Non-parametric bootstrapping to generate 95% Confidence Intervals for fixed effect coefficients calculated by a glmer with nested random effects

Question

I have an R coding question.

This is my first time asking a question here, so apologies if I am unclear or do something wrong. I am trying to use a Generalized Linear Mixed Model (GLMM) with Poisson error family to test for any significant effect on a count response variable by three separate dichotomous variables (AGE = ADULT or JUVENILE, SEX = MALE or FEMALE and MEDICATION = NEW or OLD) and an interaction between AGE and MEDICATION (AGE:MEDICATION).
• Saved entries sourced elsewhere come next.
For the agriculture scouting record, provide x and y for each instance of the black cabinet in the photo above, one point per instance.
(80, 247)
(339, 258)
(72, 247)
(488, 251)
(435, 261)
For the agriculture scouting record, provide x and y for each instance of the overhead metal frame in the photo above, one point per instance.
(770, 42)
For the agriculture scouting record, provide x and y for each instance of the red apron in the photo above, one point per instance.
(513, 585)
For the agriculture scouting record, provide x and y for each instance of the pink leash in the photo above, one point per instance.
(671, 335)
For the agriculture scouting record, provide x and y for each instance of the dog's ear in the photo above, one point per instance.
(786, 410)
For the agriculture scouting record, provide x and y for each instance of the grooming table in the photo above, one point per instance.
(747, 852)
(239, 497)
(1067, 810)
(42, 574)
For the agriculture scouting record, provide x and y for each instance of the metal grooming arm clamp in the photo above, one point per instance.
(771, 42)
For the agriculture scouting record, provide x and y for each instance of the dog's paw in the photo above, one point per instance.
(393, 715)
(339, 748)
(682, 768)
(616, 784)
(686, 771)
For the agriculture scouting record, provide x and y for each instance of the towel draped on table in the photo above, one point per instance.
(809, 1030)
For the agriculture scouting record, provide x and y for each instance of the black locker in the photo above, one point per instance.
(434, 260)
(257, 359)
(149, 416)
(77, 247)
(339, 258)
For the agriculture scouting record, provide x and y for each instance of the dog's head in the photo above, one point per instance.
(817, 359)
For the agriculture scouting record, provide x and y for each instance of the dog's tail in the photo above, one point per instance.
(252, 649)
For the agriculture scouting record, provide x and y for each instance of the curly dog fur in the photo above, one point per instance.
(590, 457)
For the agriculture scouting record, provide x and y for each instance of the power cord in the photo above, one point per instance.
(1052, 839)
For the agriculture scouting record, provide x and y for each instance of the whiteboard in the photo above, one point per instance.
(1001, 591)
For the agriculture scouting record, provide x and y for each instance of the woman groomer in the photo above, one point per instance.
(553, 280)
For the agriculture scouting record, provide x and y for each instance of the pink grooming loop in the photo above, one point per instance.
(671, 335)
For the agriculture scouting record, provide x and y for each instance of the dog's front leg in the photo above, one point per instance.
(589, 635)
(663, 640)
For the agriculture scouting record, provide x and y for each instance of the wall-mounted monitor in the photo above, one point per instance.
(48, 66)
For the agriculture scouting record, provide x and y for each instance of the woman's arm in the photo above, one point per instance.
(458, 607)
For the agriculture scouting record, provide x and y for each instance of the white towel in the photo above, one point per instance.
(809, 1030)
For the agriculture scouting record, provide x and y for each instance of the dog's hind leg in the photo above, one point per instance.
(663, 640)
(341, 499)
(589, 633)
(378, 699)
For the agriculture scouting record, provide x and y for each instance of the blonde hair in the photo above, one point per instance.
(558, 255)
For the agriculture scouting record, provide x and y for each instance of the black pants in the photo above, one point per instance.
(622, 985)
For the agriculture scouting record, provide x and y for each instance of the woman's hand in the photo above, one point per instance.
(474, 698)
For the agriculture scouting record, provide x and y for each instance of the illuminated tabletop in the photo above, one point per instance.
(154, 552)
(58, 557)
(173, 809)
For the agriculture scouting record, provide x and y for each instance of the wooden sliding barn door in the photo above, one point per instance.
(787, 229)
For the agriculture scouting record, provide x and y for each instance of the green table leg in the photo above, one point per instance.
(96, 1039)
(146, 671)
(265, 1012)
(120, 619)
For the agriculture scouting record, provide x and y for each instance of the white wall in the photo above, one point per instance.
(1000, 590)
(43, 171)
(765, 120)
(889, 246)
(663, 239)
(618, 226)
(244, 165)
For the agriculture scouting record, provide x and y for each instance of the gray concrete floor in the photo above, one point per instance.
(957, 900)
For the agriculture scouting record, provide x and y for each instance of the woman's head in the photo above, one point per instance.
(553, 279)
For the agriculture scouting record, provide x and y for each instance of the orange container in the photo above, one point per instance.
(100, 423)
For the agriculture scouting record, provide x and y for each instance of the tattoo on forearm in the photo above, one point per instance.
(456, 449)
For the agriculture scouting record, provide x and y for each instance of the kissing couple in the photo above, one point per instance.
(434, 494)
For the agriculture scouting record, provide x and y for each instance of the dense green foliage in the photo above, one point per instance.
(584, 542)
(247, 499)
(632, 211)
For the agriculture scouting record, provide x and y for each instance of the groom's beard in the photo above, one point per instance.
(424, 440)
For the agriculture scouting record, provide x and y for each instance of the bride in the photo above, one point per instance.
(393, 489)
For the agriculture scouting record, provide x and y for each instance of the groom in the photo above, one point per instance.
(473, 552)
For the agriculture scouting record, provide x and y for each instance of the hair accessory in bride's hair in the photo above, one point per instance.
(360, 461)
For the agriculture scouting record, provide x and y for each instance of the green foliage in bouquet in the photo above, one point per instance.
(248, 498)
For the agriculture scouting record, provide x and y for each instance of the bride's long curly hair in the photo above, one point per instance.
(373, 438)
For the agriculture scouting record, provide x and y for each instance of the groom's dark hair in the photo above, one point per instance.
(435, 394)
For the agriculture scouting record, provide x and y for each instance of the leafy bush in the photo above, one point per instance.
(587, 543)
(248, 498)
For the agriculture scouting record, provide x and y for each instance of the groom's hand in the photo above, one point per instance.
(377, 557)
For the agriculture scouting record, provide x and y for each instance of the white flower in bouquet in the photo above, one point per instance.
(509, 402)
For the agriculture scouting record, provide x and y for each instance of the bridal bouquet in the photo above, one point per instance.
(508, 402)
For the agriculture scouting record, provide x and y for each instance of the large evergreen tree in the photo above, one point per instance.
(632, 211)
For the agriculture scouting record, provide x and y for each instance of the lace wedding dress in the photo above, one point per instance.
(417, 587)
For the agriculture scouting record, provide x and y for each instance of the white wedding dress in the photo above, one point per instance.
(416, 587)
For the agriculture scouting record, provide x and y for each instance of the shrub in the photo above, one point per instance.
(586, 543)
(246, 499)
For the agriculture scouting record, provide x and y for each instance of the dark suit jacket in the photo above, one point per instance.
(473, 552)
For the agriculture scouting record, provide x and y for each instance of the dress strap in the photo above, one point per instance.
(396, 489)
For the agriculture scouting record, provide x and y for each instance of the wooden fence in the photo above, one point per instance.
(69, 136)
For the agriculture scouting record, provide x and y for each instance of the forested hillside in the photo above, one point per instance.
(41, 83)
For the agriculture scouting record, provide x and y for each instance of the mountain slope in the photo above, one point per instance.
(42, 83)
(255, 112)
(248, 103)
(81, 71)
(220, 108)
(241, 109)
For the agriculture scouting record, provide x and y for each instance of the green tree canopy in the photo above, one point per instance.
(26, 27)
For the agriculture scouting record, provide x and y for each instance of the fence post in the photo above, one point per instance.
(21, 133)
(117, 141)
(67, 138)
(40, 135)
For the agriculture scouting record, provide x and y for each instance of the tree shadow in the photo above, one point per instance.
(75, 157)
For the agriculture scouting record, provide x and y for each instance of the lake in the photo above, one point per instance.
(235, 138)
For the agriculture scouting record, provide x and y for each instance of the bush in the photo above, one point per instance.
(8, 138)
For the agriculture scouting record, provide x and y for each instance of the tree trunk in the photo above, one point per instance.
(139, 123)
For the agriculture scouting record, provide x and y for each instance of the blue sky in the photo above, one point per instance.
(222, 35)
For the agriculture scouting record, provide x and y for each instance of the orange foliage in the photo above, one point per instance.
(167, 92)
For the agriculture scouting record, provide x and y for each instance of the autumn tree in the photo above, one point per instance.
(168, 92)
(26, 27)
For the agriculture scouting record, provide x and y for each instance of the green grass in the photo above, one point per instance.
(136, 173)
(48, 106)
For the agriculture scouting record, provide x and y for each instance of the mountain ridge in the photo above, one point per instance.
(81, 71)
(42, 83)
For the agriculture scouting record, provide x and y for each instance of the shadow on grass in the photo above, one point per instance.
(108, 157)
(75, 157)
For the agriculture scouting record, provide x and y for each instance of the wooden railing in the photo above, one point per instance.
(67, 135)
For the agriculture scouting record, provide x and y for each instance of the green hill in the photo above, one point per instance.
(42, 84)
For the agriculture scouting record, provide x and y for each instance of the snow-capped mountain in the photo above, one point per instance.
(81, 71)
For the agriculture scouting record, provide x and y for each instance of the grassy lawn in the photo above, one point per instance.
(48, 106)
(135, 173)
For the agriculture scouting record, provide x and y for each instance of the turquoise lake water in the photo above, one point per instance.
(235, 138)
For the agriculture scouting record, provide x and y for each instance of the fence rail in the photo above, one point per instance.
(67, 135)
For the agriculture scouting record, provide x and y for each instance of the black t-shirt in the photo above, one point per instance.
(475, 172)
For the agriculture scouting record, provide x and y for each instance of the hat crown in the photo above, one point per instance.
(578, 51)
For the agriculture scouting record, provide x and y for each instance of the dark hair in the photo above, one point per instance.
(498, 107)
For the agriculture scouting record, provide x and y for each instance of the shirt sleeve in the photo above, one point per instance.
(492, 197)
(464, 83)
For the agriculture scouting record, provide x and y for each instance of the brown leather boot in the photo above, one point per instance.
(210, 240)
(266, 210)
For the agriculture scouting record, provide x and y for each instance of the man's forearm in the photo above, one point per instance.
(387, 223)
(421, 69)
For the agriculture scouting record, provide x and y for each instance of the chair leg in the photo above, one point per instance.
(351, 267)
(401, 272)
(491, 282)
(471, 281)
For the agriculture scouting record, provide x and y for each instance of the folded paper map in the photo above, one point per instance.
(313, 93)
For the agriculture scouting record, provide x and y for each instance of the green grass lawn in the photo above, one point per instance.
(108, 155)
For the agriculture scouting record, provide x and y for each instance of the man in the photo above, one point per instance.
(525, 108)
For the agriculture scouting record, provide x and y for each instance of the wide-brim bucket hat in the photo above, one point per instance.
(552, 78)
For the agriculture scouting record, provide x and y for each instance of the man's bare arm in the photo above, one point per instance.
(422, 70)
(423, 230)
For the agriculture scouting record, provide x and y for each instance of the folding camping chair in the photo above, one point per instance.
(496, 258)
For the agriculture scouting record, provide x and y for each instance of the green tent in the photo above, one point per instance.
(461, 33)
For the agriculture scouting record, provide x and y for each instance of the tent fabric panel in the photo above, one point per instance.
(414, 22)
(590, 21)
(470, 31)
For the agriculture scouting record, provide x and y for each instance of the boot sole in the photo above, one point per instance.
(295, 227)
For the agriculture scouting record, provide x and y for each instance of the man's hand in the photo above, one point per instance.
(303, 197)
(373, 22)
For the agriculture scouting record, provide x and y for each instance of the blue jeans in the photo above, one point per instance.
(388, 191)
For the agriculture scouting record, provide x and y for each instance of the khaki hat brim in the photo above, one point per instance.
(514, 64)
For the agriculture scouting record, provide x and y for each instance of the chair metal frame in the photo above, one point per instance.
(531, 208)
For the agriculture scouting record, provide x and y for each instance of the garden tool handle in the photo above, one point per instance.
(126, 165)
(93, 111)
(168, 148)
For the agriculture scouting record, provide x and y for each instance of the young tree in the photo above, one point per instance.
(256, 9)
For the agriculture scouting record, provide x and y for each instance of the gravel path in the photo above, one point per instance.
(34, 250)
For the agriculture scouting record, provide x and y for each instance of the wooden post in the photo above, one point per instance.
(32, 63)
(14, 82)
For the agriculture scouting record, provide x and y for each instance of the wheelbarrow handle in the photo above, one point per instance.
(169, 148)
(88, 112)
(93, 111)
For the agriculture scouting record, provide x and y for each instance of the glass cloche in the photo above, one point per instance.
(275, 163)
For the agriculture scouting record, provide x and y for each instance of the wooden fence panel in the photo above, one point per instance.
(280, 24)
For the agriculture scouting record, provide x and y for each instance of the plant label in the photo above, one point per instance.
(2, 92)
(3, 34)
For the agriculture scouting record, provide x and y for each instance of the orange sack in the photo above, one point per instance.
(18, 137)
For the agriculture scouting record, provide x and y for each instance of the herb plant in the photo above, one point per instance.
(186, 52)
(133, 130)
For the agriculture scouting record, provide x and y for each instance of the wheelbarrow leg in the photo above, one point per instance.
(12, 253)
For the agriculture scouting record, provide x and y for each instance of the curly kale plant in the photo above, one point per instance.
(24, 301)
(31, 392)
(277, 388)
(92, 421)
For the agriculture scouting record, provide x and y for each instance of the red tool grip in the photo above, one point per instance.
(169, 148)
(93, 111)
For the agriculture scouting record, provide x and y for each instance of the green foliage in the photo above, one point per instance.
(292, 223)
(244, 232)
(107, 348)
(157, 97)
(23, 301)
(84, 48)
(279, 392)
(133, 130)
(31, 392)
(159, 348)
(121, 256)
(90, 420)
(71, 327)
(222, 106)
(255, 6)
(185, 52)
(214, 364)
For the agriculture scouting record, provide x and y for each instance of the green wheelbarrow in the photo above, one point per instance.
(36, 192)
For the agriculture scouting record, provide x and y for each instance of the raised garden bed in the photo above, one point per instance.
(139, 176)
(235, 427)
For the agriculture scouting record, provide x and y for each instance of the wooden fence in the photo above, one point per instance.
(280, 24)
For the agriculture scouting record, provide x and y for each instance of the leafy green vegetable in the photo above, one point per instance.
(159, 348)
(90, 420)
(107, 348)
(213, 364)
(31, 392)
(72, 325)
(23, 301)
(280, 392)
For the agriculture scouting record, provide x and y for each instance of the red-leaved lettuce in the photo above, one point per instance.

There is some dependency in my data in that the data was collected from a total of 22 different sites (coded as SITE vector with 33 distinct levels), and the data was collected over a total of 21 different years (coded as YEAR vector with 21 distinct levels, and treated as a categorical variable). Unfortunately, every SITE was not sampled for each YEAR, with some being sampled for a greater number of years than others. The data is also quite sparse, in that I do not have a great number of measurements of the response variable (coded as COUNT and an integer vector) per SITE per YEAR.

My Poisson GLMM is constructed using the following code:

model <- glmer(data = mydata,
                  family = poisson(link = "log"),
                  formula = COUNT ~ SEX + SEX:MEDICATION + AGE + AGE:SEX + MEDICATION + AGE:MEDICATION + (1|SITE/YEAR), 
              offset = log(COUNT.SAMPLE.SIZE),
              nAGQ = 0)

In order to try and obtain more reliable estimates for the fixed effect coefficients (particularly given the sparse nature of my data), I am trying to obtain 95% confidence intervals for the fixed effect coefficients through non-parametric bootstrapping.

I have come across the "glmmboot" package which can be used to conduct non-parametric bootstrapping of GLMMs, however when I try to run the non-parametric bootstrapping using the following code:

library(glmmboot) 
bootstrap_model(base_model = model,
                  base_data = mydata,
                  resamples = 1000)

When I run this code, I receive the following message:

Performing case resampling (no random effects)

Naturally, though, my model does have random effects, namely (1|SITE/YEAR). If I try to tell the function to resample from a specific block, by adding in the "reample_specific_blocks" argument, i.e.:

library(glmmboot) 
bootstrap_model(base_model = model,
                  base_data = mydata,
                  resamples = 1000,
                  resample_specific_blocks = "YEAR")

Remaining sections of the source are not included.